Doug McLachlan
- Born: 8 September 1908 Sydney, Australia
- Died: 31 January 1987 (aged 78) Bundeena, New South Wales
- Nationality: Australian

Career history
- 1939: Sheffield
- 1946: Middlesbrough Bears
- 1946–1947: Newcastle Diamonds
- 1948–1950: Birmingham Brummies

Team honours
- 1948: National Trophy (tier 2)
- 1948: Anniversary Cup (Div 2) winner

= Doug McLachlan =

Australian motorcycle speedway rider (1908 – 1987)

Dudley Sutcliffe McLachlan (8 September 1908 – 31 January 1987) was an international motorcycle speedway rider from Australia. He earned two international caps for the Australia national speedway team.

== Biography==
McLachlan, born in Sydney, was the top scorer in Australia's 1939 spring league and was recruited by Sheffield Tigers manager Bluey Wilkinson. He began his British leagues career riding for Sheffield during the 1939 Speedway National League Division Two season.

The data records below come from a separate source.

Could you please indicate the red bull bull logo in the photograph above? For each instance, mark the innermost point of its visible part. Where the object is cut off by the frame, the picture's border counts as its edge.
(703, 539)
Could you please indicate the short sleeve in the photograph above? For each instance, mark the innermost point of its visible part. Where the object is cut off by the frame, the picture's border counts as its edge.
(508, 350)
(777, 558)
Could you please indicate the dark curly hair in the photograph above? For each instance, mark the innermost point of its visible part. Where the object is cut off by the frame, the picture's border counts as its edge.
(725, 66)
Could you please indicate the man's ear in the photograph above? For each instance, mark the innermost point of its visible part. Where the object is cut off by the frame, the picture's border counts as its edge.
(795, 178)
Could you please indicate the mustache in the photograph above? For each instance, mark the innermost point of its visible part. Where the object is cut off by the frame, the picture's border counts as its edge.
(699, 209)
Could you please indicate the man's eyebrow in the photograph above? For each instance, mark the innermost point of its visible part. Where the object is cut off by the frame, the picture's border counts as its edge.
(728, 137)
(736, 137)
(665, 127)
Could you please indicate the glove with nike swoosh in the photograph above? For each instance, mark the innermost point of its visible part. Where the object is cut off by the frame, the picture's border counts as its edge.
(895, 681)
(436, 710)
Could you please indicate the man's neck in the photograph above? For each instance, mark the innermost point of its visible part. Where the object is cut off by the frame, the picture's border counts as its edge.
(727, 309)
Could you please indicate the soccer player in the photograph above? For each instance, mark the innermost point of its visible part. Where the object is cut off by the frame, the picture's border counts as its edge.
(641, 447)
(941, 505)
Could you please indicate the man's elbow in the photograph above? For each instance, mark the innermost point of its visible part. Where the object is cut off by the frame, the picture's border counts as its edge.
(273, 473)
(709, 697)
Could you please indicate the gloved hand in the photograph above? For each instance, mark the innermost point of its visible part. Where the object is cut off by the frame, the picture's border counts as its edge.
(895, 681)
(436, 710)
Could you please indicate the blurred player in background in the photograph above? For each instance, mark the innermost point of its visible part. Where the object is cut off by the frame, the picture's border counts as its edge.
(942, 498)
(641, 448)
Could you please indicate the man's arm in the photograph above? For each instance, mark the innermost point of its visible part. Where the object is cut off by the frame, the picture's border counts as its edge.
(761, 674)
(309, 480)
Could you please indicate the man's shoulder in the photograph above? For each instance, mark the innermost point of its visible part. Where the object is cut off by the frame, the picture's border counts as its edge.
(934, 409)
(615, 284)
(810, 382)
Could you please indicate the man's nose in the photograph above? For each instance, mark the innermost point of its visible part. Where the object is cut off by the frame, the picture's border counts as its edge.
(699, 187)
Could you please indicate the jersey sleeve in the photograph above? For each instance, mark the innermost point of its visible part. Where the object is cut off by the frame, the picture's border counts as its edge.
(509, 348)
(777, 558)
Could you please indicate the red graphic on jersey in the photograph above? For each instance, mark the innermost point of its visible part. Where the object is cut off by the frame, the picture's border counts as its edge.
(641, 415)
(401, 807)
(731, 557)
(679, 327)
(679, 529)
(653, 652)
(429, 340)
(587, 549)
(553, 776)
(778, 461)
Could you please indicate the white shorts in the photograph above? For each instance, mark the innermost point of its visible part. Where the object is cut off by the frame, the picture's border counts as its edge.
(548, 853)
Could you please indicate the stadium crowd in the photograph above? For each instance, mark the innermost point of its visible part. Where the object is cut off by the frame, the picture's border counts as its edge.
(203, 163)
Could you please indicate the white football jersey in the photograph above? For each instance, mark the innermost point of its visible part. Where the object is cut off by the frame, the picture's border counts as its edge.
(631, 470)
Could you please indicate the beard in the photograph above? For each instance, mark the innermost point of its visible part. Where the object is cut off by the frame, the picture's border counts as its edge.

After an enforced break due to World War II, where he remained in Britain, McLachlan rode for Middlesbrough Bears and Newcastle Diamonds during 1946. The following season he averaged 8.54 for Newcastle.

The 1948 season saw McLachlan switch to Birmingham Brummies, where he spent his final three seasons in Britain, winning the 1948 National Trophy. In-between he reached the Championship round of the 1949 Individual Speedway World Championship.

McLachlan returned to Australia and became the promoter at Parramatta speedway.